The same market conditions that favored value investment are part of why Mr. Mayo decided to separate from the firm he co-founded in 1977. He has been incubating a value hedge fund for the last five years or so, he said, which has performed well in down markets. But by concentrating all of his energy on investment management, Mr. Mayo thinks he can produce even better returns, and he is excited about the challenge.
"I will be spending more time totally focused on investment management. It will put more fun back into it, getting back an entrepreneurial spirit in a smaller company, after spending time doing the things I had to do to manage a growing, large company," Mr. Mayo said.
Mr. Mayo will take his hedge fund, which has not been open to outside investors, with him to Mayo Capital Partners, along with a small amount of assets from clients he has worked with for up to 25 years, he said. A few support staff from GMO will move with him to vacant office space held by GMO in the same Rowe's Wharf building where he has worked for many years.

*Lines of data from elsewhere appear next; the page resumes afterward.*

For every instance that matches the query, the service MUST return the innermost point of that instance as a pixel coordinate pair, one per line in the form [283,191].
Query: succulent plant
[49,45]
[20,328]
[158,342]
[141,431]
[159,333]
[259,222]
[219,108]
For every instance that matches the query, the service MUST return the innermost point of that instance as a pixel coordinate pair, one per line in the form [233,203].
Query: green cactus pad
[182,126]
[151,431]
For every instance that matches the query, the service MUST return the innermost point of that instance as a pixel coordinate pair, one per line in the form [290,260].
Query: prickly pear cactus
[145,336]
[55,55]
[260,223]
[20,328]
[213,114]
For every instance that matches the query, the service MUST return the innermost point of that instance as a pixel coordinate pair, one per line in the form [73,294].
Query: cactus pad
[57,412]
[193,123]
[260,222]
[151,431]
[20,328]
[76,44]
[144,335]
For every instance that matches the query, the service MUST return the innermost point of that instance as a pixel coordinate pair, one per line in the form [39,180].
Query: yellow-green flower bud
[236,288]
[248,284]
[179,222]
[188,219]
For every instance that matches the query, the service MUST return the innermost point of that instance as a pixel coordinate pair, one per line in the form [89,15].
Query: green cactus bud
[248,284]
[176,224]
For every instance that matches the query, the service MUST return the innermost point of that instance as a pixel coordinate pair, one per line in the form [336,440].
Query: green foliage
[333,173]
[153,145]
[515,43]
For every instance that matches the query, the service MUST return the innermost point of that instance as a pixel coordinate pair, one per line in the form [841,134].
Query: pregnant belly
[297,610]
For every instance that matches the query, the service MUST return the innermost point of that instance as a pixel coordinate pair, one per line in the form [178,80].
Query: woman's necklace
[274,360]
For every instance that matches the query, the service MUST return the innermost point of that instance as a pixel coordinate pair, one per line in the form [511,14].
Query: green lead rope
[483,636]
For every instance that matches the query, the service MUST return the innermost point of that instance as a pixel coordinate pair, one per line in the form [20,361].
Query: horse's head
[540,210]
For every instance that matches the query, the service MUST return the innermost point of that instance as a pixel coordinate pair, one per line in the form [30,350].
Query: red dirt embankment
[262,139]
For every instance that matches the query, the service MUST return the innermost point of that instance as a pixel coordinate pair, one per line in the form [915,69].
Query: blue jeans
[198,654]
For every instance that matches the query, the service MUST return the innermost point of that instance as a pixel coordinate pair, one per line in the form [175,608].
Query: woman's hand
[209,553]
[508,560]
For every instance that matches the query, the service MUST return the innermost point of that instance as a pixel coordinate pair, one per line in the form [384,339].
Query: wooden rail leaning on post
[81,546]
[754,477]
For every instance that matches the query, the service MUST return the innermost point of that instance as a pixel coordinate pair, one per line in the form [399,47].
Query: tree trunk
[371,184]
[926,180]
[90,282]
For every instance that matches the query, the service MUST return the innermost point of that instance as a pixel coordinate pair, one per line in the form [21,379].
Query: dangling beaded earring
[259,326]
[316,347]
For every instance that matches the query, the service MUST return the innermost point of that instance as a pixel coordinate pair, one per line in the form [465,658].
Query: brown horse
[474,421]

Mr. Mayo will be joined by his son, R. Scott Mayo, who was a portfolio manager at John Hancock Financial Services, Boston. One of Scott Mayo's co-managers at John Hancock, Timothy E. Quinlisk, will join the company at the end of the year.
Mr. Mayo and Mr. Quinlisk co-managed the $1.6 billion John Hancock Large Cap Value Fund, the $821 million John Hancock Small Cap Value Fund and the $33 million John Hancock Focused Relative Value Fund.
The third co-manager of the John Hancock funds, James Yu, will manage the funds until replacements are named, said Liz Kennedy, a spokeswoman.
CRA's Ms. Noonan said it's unusual for a named partner to break away from his or her firm to form a hedge fund shop. "Without a doubt ... this is unusual. The usual situation is that someone leaves a money management firm to start a hedge fund because they can't get sufficient equity in the company."
Since that is clearly not the case with Mr. Mayo, Ms. Noonan speculated Mr. Mayo also might be thinking ahead to succession plans for his son. "Dick Mayo is setting something up for his son, a company where his extensive contacts and experience will be a strong asset. He's leaving this for his son, who does have some investment experience. It's a great opportunity," Ms. Noonan said.
As for Mayo Capital Partners, "we are ready to roll," said Mr. Mayo. The doors will open for new business at the end of the year.